En contraste, Pablo tenía contentamiento en cada situación, tanto en la abundancia como en la escasez, porque él estaba satisfecho en el Dador de todas las circunstancias (Fil 4:12). Él tenía contentamiento y, por lo tanto, sentía gratitud porque sabía que tenía el mejor regalo posible, Cristo en nosotros, y porque recibió todas las circunstancias, incluyendo las pruebas, como regalos de un Padre amoroso (Ro 5:1-5; Heb 12:3-11; 13:5-6). Contentos por nuestro perdurable tesoro, podemos recibir gratamente todas las circunstancias como de la mano amorosa de nuestro Padre (Mt 13:44-46; Ro 8:28, 33-39). El contentamiento es la base de la gratitud.

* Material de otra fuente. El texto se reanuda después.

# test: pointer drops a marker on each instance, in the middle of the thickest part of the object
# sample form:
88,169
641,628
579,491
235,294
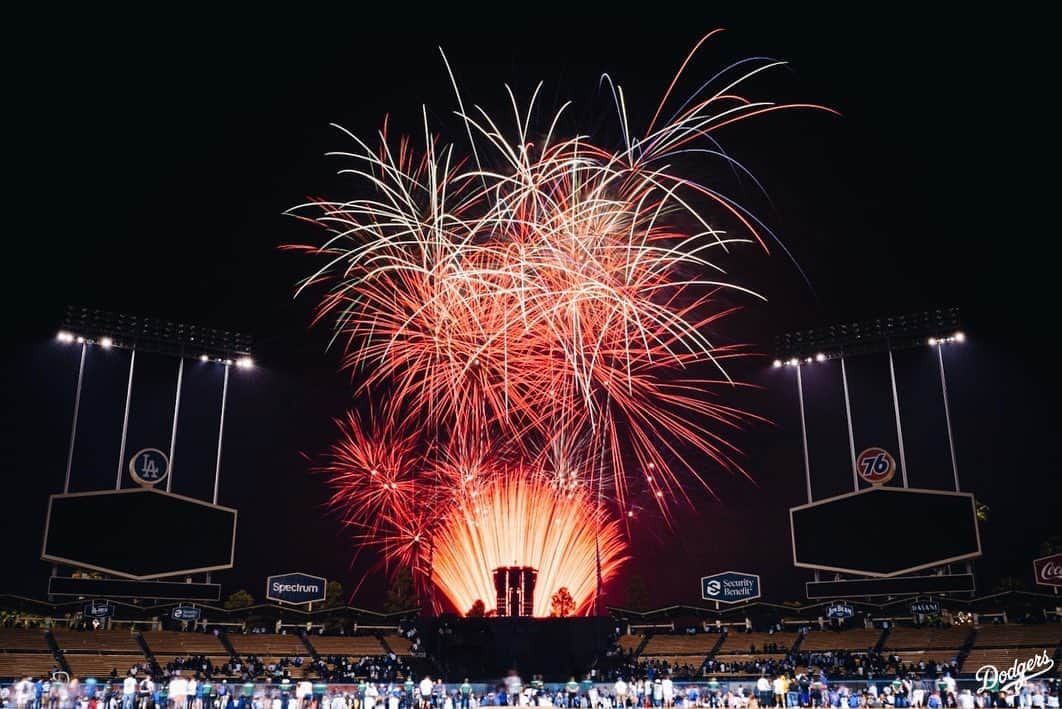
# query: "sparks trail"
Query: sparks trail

Si y cuando uno cae en la ingratitud, apreciar la generosidad de Dios en Cristo es una parte necesaria del arrepentimiento. El arrepentimiento nunca es solamente acerca del pecado y del odio hacia este (2 Co 7:10). Judas Iscariote lamentó su pecado pero se ahorcó (Mt 27:3-5). El verdadero arrepentimiento también pondera y recibe la gracia de Dios otorgada en Cristo. Una vez que consideramos la generosa provisión de Dios, podemos ver la ingratitud correctamente en el contexto de la gracia y clamar: “Estoy agradecido; ayuda mi ingratitud”. Debido a que la respuesta de Dios a la ingratitud es una provisión adicional de Su gracia inagotable y una entrega continua de todas las cosas en Cristo, podemos descansar en esta gracia a pesar de la tensión con la que vivimos mientras esperamos nuestra perfección como hijos de Dios, quienes, como Cristo, seremos perfectamente agradecidos.
El enfocarnos en la provisión de Dios en Cristo, nos ayuda a recibir la gracia para nuestro inexcusable pecado de la ingratitud, dar gracias y recordar el regalo más grande que ya tenemos y tendremos para siempre: Cristo, Dios con nosotros. Este es el antídoto para la tentación de creer que somos indignos del amor de Dios por nuestra ingratitud o que Dios nos está privando de algo bueno. Nuestros primeros padres sucumbieron ante esta última tentación aun cuando Dios ya había provisto lo que ellos buscaban al crearlos en Su propia imagen y semejanza. Su fe, demostrada por medio a la obediencia, habría resultado en la consumación del estatus de ser como Dios. Dios ha garantizado nuestra perfección en Su semejanza al sellarnos con Su Espíritu (Ef 1:13; 4:24; Col 3:4, 10; 1 Jn 3:2). Tener contentamiento en esta provisión eterna, entendida por medio de la fe, produce que el arrepentimiento y la acción de gracias surjan espontáneamente de corazones perdonados.